Je vous assure que ce n'est pas beau. Pendant 10 minutes, il y eut la « séance du baquet ». La tête de l'homme est maintenue dans l'eau jusqu'à ce qu'il soit à demi asphyxié. Ensuite le prisonnier fut attaché sur une chaise. Deux piles mises en contact avec un pied servaient à l'électrocuter. A chaque décharge, l'homme hurlait. Mais il n'avouait rien. Il fut alors approché du robinet d'eau, toujours attaché. Un gendarme lui introduisit brutalement le tuyau dans la gorge. A la grande joie des spectateurs, on lui emplit le corps de flotte. J'ai cru qu'il n'y résisterait pas. Il faut voir un homme s'agiter chercher en vain à respirer, les yeux remplis de terreur et de larmes pour croire à de telles horreurs. Quand le tuyau fut retiré, l'homme se mit à déglutir sur ses vêtements de l'eau, de la nourriture, de la bile. Détaché, il ne tenait plus sur ses jambes. Nos pandores s'en servirent encore comme d'un punching-ball. Ne pouvant plus rien en tirer, ils le renvoyèrent sans ménagement.

 

Lieutenant-Colonel X...

Chambéry, 26 décembre 1957

 

Monsieur J. Fontanet

Député de la Savoie

36 , bld Émile Augier Paris XVI

Cher Monsieur,

Voici encore une histoire d'Algériens massacrés, mais qui me paraît de vérification plus facile et plus certaine que celle de janvier dernier, l'auteur du récit étant un démobilisé qui vient de rentrer chez son père professeur à Annecy.

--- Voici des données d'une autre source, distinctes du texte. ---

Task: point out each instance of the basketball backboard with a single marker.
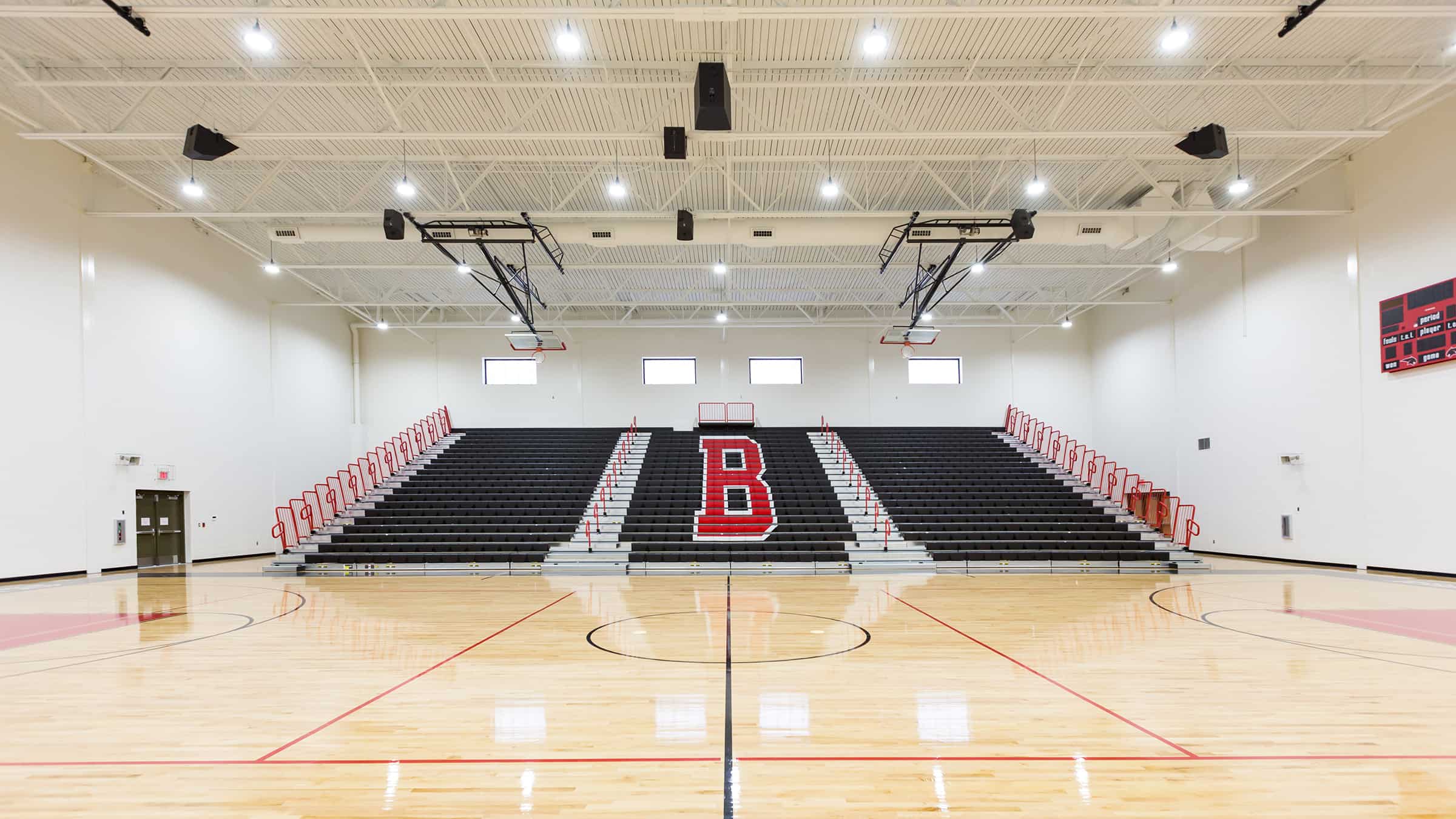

Je connais ce père depuis la période qui a immédiatement suivi la libération de 1944, période où j'habitais Duingt (à 10 km d'Annecy sur le lac), et où je venais souvent à Annecy, sa fille mariée en mai 1944 y habitant avec son mari, et c'est mon gendre qui m'a fait faire la connaissance du professeur en question.

Le jeune raconte que, quelques coups de feu ayant été entendus dans la nuit, ses supérieurs ont envoyé son unité à la recherche des fellaghas auteurs supposés de ces coups de feu. L'unité n'ayant rien trouvé, ordre lui a été donné de saisir 15 personnes dans le village le plus voisin, et ces 15 personnes ont été immédiatement fusillées comme fellaghas. Le communiqué du lendemain signalait qu'une attaque de fellaghas avait été repoussée sans pertes pour nous, mais que 15 fellaghas avaient été abattus.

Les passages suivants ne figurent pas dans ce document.